マラヤーラム暦の新年
マラヤーラム暦の新年について
インド南西部のケーララ州では、毎年8月16日または17日頃に、マラヤーラム暦の新年となる「チンガム月第1日」を迎えます。
これは単なる暦の切り替わりではなく、長い雨期を越えた大地に光が戻り、人間の魂も新たに目覚める神聖な節目です。
ヒンドゥー教では、時間は一直線に進むものではなく、誕生、成長、衰退、再生を繰り返す循環と考えられています。
そのため新年は、過去を振り返り、心を整え、新しい生き方へ踏み出す霊的な機会でもあります。
チンガム月は、太陽が獅子座に当たるシンハ・ラーシへ移る「シンハ・サンクラーンティ」と結びついています。
獅子座は太陽の威光や生命力、勇気、尊厳を象徴します。
厚い雲に覆われていた空から再び光が差し込む姿は、迷いや苦難によって曇っていた心が、智慧によって照らされる様子と重なります。
雨に清められた大地と太陽の光が出会うこの時期は、浄化の後に訪れる再生を表しています。
その直前のカルキダカム月は、豪雨や病、食料不足に悩まされてきた厳しい季節です。
人々は家から不要なものを運び出して住まいを清め、灯明をともし、吉祥と繁栄を司るラクシュミー女神を迎えます。
また、食事を控えめにして身体を整え、『ラーマーヤナ』を毎日読誦しながら心の静けさを育みます。
この一か月は、暗闇や停滞から、純粋さと調和へ向かうための浄化の期間とされています。
チンガム月を迎える前には、「イッラム・ニラ」と「プタリ」と呼ばれる農耕儀礼も行われます。
新しく実った稲穂を家や寺院へ運び、家族が食べ物に恵まれるよう祈るのがイッラム・ニラです。
プタリでは新米を最初に神へ捧げ、その後、祝福された食物として人々がいただきます。
そこには、食物は太陽、大地、水、風、多くの生命や人々の働きによって生まれた神聖な恵みであるという教えが表れています。
チンガム月第1日は、ケーララ最大の祭りであるオーナムへの始まりでもあります。
オーナムでは、正義と慈悲に満ちた王マハーバリが年に一度、人々のもとへ戻ると信じられています。
王は、ヴィシュヌ神の化身ヴァーマナに大地と天を差し出した後、最後には自らの頭を差し出しました。
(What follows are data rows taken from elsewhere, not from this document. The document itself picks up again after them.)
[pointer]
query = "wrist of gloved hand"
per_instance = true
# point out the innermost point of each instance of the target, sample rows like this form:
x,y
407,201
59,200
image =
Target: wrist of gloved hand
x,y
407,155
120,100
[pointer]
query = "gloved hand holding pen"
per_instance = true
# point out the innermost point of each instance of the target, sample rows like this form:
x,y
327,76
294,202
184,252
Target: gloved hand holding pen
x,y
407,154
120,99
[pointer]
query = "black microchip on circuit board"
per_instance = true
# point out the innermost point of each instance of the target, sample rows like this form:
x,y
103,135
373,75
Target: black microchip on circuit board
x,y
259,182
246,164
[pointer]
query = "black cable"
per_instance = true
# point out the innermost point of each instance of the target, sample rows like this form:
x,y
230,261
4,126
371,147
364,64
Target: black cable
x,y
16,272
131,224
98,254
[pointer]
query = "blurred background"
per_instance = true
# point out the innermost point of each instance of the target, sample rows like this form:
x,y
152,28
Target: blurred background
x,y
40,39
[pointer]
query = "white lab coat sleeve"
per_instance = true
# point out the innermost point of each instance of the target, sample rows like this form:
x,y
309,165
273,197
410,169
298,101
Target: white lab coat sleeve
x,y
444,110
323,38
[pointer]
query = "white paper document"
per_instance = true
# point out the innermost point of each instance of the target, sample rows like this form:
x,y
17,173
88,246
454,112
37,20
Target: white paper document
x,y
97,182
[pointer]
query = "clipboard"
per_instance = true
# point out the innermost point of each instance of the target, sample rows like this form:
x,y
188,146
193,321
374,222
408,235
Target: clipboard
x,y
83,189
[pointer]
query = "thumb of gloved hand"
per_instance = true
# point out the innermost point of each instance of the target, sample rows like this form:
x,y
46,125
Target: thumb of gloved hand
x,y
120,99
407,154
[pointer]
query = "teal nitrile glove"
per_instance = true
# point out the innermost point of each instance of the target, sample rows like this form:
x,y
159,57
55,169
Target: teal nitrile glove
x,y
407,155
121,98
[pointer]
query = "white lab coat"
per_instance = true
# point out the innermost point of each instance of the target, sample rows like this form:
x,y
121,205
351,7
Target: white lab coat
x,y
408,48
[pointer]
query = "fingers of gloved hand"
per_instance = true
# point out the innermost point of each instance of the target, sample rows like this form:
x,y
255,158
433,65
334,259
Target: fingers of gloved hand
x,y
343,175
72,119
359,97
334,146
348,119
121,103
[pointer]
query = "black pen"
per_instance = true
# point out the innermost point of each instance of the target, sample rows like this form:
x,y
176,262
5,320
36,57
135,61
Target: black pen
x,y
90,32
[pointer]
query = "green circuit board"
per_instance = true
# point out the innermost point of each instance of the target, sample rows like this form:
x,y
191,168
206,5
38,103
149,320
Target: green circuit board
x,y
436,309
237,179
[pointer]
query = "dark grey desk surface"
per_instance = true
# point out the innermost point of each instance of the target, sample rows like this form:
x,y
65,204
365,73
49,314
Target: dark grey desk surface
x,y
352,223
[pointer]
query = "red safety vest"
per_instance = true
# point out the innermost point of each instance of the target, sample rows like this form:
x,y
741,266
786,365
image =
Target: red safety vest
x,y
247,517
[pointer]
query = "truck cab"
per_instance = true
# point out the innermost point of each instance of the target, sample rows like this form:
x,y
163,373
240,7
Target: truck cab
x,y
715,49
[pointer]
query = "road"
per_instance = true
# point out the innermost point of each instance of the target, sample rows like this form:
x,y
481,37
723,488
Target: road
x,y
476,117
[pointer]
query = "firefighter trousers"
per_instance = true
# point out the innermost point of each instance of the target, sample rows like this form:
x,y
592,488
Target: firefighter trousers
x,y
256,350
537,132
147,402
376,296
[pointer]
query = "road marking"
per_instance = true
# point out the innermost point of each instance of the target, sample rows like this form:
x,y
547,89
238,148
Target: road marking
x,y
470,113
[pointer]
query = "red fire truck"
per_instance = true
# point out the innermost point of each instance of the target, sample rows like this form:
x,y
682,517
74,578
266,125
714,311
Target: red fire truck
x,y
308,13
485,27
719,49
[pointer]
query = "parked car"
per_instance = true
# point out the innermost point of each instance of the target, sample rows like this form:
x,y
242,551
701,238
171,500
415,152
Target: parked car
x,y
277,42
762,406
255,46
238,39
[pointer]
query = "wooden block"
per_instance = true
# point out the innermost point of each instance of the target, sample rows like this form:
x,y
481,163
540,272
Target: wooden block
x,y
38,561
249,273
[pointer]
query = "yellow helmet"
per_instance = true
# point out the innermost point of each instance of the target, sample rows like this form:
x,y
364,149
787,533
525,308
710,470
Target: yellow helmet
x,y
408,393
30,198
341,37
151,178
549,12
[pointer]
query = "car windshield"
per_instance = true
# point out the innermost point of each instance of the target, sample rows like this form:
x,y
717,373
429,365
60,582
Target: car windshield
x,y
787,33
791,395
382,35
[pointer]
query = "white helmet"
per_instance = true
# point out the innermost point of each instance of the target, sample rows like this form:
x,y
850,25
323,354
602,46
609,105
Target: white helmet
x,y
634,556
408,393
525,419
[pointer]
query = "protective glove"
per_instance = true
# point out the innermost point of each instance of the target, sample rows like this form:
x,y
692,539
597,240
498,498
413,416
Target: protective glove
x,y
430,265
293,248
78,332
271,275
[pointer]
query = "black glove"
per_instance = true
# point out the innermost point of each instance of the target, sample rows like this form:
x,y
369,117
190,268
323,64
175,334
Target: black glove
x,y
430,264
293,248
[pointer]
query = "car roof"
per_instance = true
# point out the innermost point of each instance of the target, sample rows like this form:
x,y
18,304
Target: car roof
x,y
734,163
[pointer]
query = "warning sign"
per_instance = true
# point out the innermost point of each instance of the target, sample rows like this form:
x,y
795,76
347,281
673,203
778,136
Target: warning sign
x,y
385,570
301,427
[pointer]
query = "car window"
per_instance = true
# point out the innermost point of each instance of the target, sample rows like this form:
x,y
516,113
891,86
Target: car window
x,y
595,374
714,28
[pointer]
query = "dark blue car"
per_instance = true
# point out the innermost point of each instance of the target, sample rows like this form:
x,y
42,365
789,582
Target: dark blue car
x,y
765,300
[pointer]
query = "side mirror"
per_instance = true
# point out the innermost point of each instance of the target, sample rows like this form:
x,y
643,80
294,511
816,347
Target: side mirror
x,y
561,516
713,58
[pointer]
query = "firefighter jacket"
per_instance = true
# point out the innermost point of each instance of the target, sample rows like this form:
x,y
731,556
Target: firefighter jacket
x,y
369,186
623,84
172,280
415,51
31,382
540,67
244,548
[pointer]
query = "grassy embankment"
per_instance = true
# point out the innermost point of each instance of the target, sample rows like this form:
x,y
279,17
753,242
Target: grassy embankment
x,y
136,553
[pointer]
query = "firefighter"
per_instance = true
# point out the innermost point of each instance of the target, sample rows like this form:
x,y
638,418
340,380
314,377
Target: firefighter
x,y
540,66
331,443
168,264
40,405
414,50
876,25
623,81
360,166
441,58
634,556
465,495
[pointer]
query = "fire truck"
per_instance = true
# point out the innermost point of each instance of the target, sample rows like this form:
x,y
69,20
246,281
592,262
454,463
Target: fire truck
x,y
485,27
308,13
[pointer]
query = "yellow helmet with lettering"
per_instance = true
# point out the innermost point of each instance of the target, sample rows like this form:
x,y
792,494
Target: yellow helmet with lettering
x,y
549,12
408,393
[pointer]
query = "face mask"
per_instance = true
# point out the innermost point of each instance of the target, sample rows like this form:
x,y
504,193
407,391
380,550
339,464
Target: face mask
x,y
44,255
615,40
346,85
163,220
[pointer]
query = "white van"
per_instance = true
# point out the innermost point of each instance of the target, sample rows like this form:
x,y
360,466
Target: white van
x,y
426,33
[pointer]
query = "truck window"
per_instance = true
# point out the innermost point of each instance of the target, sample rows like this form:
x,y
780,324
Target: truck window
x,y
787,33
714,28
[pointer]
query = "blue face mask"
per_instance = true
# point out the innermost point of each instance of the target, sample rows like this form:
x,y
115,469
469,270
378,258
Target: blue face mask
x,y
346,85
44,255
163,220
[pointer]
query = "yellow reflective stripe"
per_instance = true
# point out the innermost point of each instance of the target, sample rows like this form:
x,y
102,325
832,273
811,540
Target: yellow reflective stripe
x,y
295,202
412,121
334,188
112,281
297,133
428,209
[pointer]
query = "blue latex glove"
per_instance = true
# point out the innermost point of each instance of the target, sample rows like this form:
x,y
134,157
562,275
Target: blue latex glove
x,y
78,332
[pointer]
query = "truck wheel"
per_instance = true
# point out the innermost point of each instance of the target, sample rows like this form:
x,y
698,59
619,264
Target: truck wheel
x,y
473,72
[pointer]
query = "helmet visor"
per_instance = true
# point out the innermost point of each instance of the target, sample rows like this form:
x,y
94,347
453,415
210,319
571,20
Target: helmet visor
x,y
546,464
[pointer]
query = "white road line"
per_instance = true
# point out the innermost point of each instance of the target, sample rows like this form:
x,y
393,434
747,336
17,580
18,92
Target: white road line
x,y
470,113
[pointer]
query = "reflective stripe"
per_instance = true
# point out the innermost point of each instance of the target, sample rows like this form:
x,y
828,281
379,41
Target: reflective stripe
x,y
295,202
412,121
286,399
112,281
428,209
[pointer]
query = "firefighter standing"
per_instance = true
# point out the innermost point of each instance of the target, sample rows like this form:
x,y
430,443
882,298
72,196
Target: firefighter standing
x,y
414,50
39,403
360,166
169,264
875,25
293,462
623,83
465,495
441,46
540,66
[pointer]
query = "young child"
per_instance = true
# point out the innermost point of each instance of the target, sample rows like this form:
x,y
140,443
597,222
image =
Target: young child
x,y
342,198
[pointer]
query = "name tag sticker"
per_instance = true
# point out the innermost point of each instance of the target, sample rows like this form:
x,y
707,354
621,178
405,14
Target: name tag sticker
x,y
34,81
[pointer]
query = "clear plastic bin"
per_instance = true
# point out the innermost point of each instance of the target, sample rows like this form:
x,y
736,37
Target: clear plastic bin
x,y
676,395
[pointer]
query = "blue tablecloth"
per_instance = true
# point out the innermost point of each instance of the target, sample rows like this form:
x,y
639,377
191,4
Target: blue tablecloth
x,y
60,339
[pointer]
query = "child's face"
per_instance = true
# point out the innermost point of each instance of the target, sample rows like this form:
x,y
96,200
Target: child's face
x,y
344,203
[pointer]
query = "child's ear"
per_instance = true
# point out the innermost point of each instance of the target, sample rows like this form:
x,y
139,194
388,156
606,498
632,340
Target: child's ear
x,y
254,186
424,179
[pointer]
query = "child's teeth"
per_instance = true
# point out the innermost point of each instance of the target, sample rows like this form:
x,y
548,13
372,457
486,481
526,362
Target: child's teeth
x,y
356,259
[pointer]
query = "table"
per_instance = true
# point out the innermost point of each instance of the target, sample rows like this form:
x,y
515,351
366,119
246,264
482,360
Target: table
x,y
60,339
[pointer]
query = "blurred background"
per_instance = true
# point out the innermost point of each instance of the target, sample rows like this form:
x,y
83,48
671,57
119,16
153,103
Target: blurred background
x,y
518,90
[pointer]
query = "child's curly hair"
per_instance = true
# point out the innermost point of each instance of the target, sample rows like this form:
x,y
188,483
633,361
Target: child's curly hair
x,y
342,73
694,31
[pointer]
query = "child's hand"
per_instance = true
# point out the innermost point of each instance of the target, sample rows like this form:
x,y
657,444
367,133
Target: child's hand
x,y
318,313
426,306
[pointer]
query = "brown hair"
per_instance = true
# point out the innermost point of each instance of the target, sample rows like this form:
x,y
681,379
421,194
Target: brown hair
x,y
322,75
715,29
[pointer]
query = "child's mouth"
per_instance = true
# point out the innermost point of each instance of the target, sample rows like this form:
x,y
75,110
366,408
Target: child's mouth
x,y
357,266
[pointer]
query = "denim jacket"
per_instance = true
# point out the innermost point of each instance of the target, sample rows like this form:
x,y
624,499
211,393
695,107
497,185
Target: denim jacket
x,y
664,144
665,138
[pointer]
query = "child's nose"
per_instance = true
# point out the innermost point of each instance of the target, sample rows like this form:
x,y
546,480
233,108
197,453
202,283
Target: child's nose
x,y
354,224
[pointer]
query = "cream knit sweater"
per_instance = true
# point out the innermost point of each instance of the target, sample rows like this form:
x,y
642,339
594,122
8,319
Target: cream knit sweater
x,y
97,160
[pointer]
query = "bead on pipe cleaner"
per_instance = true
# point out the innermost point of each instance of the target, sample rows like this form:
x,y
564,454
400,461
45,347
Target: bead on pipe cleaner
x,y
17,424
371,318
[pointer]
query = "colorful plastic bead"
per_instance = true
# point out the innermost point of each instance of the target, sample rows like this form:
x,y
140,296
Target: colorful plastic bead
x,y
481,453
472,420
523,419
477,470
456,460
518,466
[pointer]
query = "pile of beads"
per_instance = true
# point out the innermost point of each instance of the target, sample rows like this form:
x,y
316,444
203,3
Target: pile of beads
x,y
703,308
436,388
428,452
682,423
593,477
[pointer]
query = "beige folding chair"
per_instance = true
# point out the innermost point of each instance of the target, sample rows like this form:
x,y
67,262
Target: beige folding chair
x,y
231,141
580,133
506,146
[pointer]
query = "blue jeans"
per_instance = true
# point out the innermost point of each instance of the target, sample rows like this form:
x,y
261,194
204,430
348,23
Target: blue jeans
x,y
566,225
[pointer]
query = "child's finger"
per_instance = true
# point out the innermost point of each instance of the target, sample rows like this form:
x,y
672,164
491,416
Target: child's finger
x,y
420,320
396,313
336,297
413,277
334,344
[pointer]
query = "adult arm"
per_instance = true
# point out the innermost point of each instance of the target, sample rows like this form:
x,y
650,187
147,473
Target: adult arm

この物語は、財産や地位への執着を手放し、自我そのものを神へ委ねる究極の自己献身を教えています。
また、マハーバリ王の時代には、貧困や差別がなく、誰もが豊かさを分かち合っていたと伝えられています。
そのためオーナムでは、人々が身分や貧富の違いを越えて同じ食卓を囲みます。
これは、真の豊かさとは多くを所有することではなく、授かった恵みを周りの人々と分かち合うことにある、という教えを表しています。
チンガム月第1日が私たちに伝えるのは、どれほど長い雨や苦難の季節にも、必ず終わりが訪れ、人生は何度でも新たに始められるという希望です。
不要な執着を手放し、自然や食べ物への感謝を忘れず、誰かの幸せを自分の幸せと重ねながら生きること。
その一歩一歩の積み重ねが、私たちの内に眠る光を呼び覚まし、より調和に満ちた新しい一年へと導いてくれる――そんなメッセージが、この日に込められています。